Alleyona Canedo da Silva (Rosário do Sul RS 1970). Atriz. Intérprete de destaque nos anos 1990, estabelece uma parceria de trabalho com o diretor José Celso Martinez Corrêa e, posteriormente, com a diretora Cibele Forjaz.

Estréia, em São Paulo, como a Ofélia de Ham-let, de William Shakespeare, na versão do diretor José Celso Martinez Corrêa, pelo Teatro Oficina, em 1993. No mesmo ano, trabalha em Valsa nº 6, de Nelson Rodrigues.
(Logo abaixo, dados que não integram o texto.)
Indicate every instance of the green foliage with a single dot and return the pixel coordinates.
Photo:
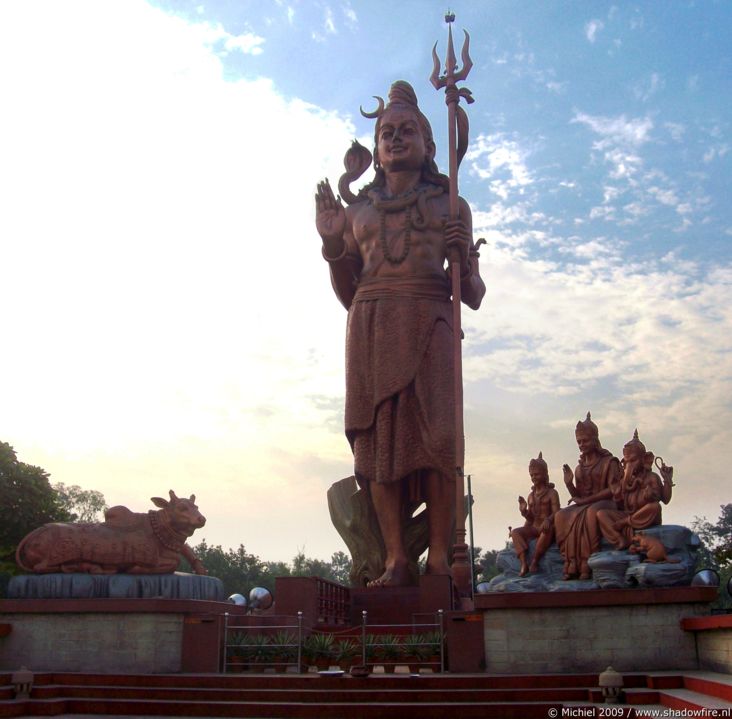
(716, 550)
(337, 570)
(27, 501)
(717, 538)
(486, 567)
(82, 505)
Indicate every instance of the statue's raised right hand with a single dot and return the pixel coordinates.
(568, 474)
(330, 219)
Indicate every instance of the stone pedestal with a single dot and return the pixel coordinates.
(178, 585)
(113, 636)
(632, 630)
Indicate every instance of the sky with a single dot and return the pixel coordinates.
(167, 318)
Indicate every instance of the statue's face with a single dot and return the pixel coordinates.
(538, 477)
(400, 144)
(585, 441)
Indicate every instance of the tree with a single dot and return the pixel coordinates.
(717, 538)
(341, 565)
(487, 564)
(82, 505)
(27, 501)
(716, 550)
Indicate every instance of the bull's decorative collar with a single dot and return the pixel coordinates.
(166, 535)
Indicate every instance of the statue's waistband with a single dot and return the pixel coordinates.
(431, 287)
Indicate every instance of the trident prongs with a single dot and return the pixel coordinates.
(452, 75)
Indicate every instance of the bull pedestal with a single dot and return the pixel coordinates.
(77, 585)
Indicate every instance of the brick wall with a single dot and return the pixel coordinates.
(588, 639)
(104, 643)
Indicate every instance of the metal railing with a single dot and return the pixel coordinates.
(284, 647)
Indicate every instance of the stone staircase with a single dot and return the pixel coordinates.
(379, 696)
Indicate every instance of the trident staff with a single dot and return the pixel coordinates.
(458, 142)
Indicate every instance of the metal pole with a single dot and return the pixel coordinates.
(472, 543)
(299, 642)
(462, 574)
(226, 639)
(441, 616)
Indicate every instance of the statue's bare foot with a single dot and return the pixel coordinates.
(396, 576)
(437, 566)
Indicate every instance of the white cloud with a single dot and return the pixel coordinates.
(617, 130)
(159, 223)
(500, 160)
(329, 22)
(592, 28)
(351, 19)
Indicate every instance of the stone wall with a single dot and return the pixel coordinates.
(109, 643)
(715, 650)
(589, 639)
(713, 641)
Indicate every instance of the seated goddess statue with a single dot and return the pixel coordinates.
(637, 496)
(539, 511)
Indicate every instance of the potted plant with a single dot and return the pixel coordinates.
(261, 651)
(319, 649)
(235, 652)
(389, 650)
(283, 645)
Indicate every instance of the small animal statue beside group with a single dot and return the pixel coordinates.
(125, 542)
(609, 498)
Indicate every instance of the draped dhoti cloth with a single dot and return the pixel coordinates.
(399, 379)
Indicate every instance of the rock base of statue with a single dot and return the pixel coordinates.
(353, 515)
(611, 569)
(117, 586)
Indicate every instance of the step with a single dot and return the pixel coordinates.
(687, 699)
(330, 710)
(413, 695)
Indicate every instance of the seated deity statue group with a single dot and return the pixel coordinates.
(610, 499)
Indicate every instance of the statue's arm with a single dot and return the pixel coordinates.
(334, 224)
(345, 268)
(653, 491)
(472, 287)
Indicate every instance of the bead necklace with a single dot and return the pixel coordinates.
(392, 205)
(407, 237)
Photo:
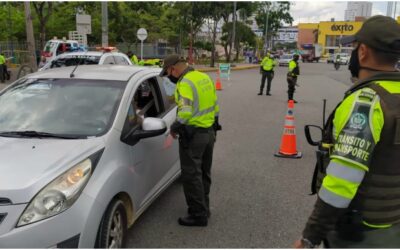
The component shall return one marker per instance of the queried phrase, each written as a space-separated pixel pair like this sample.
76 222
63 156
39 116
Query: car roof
95 72
87 53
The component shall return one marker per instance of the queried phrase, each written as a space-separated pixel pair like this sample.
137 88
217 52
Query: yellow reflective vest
197 100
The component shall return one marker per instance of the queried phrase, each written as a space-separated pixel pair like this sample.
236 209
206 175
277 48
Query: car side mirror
150 127
313 133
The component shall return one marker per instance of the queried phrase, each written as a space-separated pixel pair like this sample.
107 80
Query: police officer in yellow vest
292 74
358 204
267 69
196 125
Em 1995, integra o elenco de Mistérios Gozozos, de Oswald de Andrade (1890 - 1954), com o mesmo encenador, assim como em Bacantes, de Eurípides, igualmente com o Oficina, em 1996.

Em 1997, participa de Auto da Barca do Inferno, de Gil Vicente e, no ano seguinte, interpreta a Sônia de Tio Vânia, texto de Anton Tchekhov, dirigido por Élcio Nogueira. Com Bibi Ferreira, ainda em 1998, integra a comédia Viva o Demiurgo, de Paulo Pélico, despretensiosa realização de entressafra. Volta, no ano seguinte, às realizações artisticamente mais preocupadas integrando a produção Disk Ofensa, texto de Pedro Vicente encenado por Nilton Bicudo.

Novamente no Oficina, em 1999, é uma das criadoras de Cacilda!, texto e encenação de José Celso Martinez Corrêa, destinada a homenagear a grande atriz brasileira. No mesmo ano, cria uma companhia de teatro infantil, dirigindo A Vizinha do Noé; Cascando o Bico e O Disco Solar. Com Cibele Forjaz, em 2000, enfrenta o desafio de interpretar a Geni de Toda Nudez Será Castigada, de Nelson Rodrigues, reconhecida como uma das mais vibrantes jovens atrizes contemporâneas e ganhando o Prêmio Shell de melhor atriz. Seu talento é novamente explorado pela encenadora na criação da Blanche Du Bois de Um Bonde Chamado Desejo, de Tennessee Williams, montado em 2001.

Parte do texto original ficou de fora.